De acuerdo con la información aportada por el fiscal jefe Maximiliano Breide Obeid, la causa ya cuenta con al menos tres hechos adicionales y se dispuso la extensión de la prisión preventiva del acusado, identificado como D. E. M., por un plazo de cuatro meses. Las situaciones investigadas habrían ocurrido entre 2025 y los primeros meses de 2026.
A partir del primer testimonio, otros menores se animaron a declarar, incluso mediante entrevistas en Cámara Gesell. Gracias a esas declaraciones, la fiscalía detectó un patrón de comportamiento en el que el acusado habría realizado transferencias de dinero que iban desde los 300 mil hasta los 600 mil pesos, además de entregar regalos con el objetivo de generar confianza con los adolescentes.
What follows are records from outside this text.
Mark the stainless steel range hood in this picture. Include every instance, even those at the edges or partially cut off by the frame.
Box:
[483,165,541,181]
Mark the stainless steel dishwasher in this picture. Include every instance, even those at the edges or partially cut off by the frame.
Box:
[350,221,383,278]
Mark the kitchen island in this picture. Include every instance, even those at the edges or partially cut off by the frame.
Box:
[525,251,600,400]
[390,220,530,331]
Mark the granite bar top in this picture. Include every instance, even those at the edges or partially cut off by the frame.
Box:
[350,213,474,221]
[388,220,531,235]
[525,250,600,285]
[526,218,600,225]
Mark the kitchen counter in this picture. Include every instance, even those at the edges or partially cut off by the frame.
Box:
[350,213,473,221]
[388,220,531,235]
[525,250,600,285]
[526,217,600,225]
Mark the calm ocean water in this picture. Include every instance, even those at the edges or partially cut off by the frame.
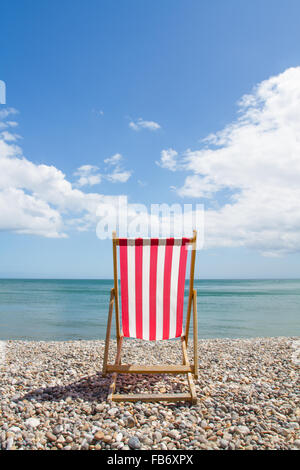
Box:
[0,279,300,340]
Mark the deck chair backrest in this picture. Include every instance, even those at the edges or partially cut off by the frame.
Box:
[118,238,190,340]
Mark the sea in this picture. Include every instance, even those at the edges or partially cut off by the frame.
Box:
[0,279,300,341]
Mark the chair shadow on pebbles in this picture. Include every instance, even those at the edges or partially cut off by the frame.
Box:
[17,373,190,406]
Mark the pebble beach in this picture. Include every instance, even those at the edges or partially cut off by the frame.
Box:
[0,337,300,450]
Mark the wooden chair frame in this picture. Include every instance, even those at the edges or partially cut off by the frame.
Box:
[102,230,198,403]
Según explicó Breide Obeid, esos movimientos de dinero quedaron registrados tanto en cuentas bancarias como en la plataforma Mercado Pago. En este contexto, la hipótesis principal sostiene que el dinero habría sido utilizado como un mecanismo de acercamiento hacia las víctimas, aprovechando su rol de entrenador y la relación de confianza que mantenía con ellos.
A partir de los elementos reunidos, la fiscalía investiga al imputado por posibles delitos como grooming, exhibiciones obscenas, promoción de la prostitución, corrupción de menores y delitos informáticos. En algunos casos, también se analiza si los abusos habrían ocurrido en el marco de entrenamientos, viajes o concentraciones deportivas.
El fiscal también advirtió que el modo de operar del acusado ya fue corroborado con distintas pruebas y no descartó que surjan más víctimas en el transcurso de la investigación. En paralelo, se busca determinar el origen del dinero involucrado en las maniobras.
En ese sentido, Breide Obeid sostuvo que el dinero proveniente de presuntas estafas habría sido utilizado para comprar regalos y así captar a los menores. Incluso, se investiga la posibilidad de que el acusado haya organizado esquemas piramidales con el objetivo de obtener fondos destinados a ese fin.
Por otra parte, también surgieron testimonios que indican que el sospechoso habría intentado vincularse con otras instituciones deportivas de la región, con la intención de ofrecer apoyo económico para mejoras en las instalaciones y así generar nuevos espacios de acercamiento.
Hasta el momento, la causa reúne varios casos con características similares y se espera que al menos cinco adolescentes más presten declaración en los próximos días. Sin embargo, la magnitud total de los hechos aún no está completamente determinada.
En paralelo, la fiscalía continúa con el análisis de dispositivos electrónicos secuestrados, como computadoras y teléfonos, en busca de más pruebas y posibles nuevas víctimas. También se activaron protocolos especiales para evitar la revictimización de los menores involucrados, con intervenciones de la Defensoría de los Derechos del Niño y del Adolescente, equipos médicos y profesionales interdisciplinarios.
“El objetivo es cuidar a los chicos; la primera intervención es de contención y no de investigación”, remarcaron desde la fiscalía al referirse al abordaje del caso.